The novelist and verbal diarrheticist’s Atlas Shrugged—a book that, to borrow a phrase from Futurama’s robot devil, is as lousy as it is brilliant—spent around 540,000 words and 1,168 pages describing her philosophy of objectivism, a fundamental part of which could be summed up by the very pithy and obvious phrase “A is A.” Seriously, that’s three words. Three. Or, if you want to get technical, a single character—repeated twice—and one word. It somehow takes Rand another 539,997 words to explain, mostly by way of long-winded speeches by characters with no idea how English is spoken on this planet, what “A is A” means and why it matters.  
Exhibit E: A guy we actually elected President.
While George W. Bush is probably most folks’ go-to president for examples of mangling the English language, this isn’t who I’m talking about at the moment.

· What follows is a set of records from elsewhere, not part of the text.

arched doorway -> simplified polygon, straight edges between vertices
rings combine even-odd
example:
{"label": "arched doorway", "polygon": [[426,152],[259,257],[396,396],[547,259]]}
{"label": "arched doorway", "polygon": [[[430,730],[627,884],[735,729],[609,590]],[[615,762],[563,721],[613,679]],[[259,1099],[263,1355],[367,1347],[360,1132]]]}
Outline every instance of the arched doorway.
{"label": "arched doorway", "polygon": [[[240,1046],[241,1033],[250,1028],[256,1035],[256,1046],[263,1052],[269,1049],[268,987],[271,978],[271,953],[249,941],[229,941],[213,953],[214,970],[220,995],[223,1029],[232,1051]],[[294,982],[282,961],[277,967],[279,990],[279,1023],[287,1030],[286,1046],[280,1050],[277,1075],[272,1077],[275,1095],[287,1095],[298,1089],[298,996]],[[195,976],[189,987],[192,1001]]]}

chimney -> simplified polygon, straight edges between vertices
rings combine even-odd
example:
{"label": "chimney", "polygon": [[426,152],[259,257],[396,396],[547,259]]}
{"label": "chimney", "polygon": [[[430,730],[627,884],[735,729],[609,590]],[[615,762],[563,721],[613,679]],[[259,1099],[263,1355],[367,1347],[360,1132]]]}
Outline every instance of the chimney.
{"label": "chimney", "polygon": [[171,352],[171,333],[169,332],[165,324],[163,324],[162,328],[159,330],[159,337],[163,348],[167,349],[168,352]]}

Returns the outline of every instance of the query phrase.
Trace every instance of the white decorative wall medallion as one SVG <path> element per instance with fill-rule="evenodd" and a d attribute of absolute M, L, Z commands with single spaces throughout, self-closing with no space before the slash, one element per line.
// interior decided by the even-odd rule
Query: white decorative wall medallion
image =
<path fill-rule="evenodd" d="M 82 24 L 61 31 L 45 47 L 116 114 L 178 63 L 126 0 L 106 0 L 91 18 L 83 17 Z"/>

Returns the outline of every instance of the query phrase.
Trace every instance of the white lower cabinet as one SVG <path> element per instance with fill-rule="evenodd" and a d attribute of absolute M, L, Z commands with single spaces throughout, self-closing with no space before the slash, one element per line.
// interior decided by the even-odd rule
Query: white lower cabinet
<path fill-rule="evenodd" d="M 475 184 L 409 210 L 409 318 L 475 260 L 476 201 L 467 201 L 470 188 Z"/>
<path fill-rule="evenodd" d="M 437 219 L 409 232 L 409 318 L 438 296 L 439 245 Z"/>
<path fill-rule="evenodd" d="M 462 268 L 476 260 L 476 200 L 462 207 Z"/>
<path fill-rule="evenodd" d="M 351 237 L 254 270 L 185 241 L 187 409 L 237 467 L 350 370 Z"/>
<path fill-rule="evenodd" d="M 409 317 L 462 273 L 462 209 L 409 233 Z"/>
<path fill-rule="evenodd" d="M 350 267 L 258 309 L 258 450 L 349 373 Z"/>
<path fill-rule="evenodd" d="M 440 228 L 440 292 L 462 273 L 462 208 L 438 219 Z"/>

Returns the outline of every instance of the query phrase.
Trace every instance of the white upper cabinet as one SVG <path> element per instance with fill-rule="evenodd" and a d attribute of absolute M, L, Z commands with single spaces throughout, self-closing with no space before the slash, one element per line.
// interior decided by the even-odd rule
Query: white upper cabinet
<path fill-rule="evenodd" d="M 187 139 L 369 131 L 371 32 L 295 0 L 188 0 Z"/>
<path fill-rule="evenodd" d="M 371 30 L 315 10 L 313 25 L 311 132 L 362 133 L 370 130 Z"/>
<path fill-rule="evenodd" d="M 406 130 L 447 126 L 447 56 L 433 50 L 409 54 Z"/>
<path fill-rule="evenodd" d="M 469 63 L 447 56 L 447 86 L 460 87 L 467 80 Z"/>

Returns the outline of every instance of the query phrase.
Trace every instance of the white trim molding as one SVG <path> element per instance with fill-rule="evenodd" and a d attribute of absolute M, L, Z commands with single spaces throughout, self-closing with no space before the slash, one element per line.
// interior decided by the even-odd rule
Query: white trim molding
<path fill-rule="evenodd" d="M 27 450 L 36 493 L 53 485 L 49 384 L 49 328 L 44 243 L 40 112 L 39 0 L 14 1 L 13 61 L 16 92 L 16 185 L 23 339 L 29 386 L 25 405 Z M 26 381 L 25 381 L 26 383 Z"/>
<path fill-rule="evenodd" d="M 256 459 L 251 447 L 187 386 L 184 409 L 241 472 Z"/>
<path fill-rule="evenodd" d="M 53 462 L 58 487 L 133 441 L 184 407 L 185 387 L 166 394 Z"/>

It was that other guy:

Yes, you heard that (and probably remember it) correctly: “It depends on what the meaning of the word ‘is’ is.” That’s Bill Clinton—described by supporters, the disinterested, and even many of his detractors as a brilliant guy—desperately trying to suggest, on the air and in front of any number of people with recording devices, that there’s more than one meaning to the word “is.” Dude—ahem, I mean Mister President—if it weren’t several years too late to make a difference, I’d suggest that you stop before you embarrass yourself. Put quite simply, is = is. Or less mathematically, is is is. There’s already a word in place for what isn’t is—that word is isn’t.

So if the most powerful guy in the most powerful nation on Earth can’t comprehend the meaning of the word “is”—or even if he’s merely playing dumb because he didn’t have the sac to admit that he cheated and lied to approximately 260,000,000 people, and got caught—what chance to the rest of us, mere shallow-thinkers or millionaire athletes, really have? Is there any hope but to go with the flow, and admit that the thing is is what the thing is is?

God, I hope so. Just typing that out right now gave me a tiny little brain aneurysm.

1. The good news for them is that they have something like a ten in six billion chance of ever knowing I’m making fun of them.
2. Although actually, when you get right down to it, Yoda’s pattern of speech, while sometimes a bit hard to follow (and, in the more recent movies, a bit forced, so to speak), is pretty consistently grammatical. Yoda, you have taught us all so much.
3. No shit! I literally couldn’t make something like this up.
4. Which makes them a lot like movie stars, except that for some reason we’re willing to believe—or at least somebody is willing to believe—that movie stars can occasionally be smart. How else to explain Denise Richards as a nuclear physicist in The World is Not Enough?


  1. "epic lengths"? That's punny. Was it intentional?

  2. Yup. Wasn't sure if I should be proud of that, or embarrassed.

  3. Is that it?? or is is is??

    A is A is one of the three basic laws of logic. Why it takes 500,000+ words to understand that, I do not know....I guess it is what it is....
    ah crud, I did it too, and who said ath-a-letes are not role models

  4. I just loved how you incorporated Faith No More as some sort of voice of reason. Yet another first in history right here on Bowling in the Dark!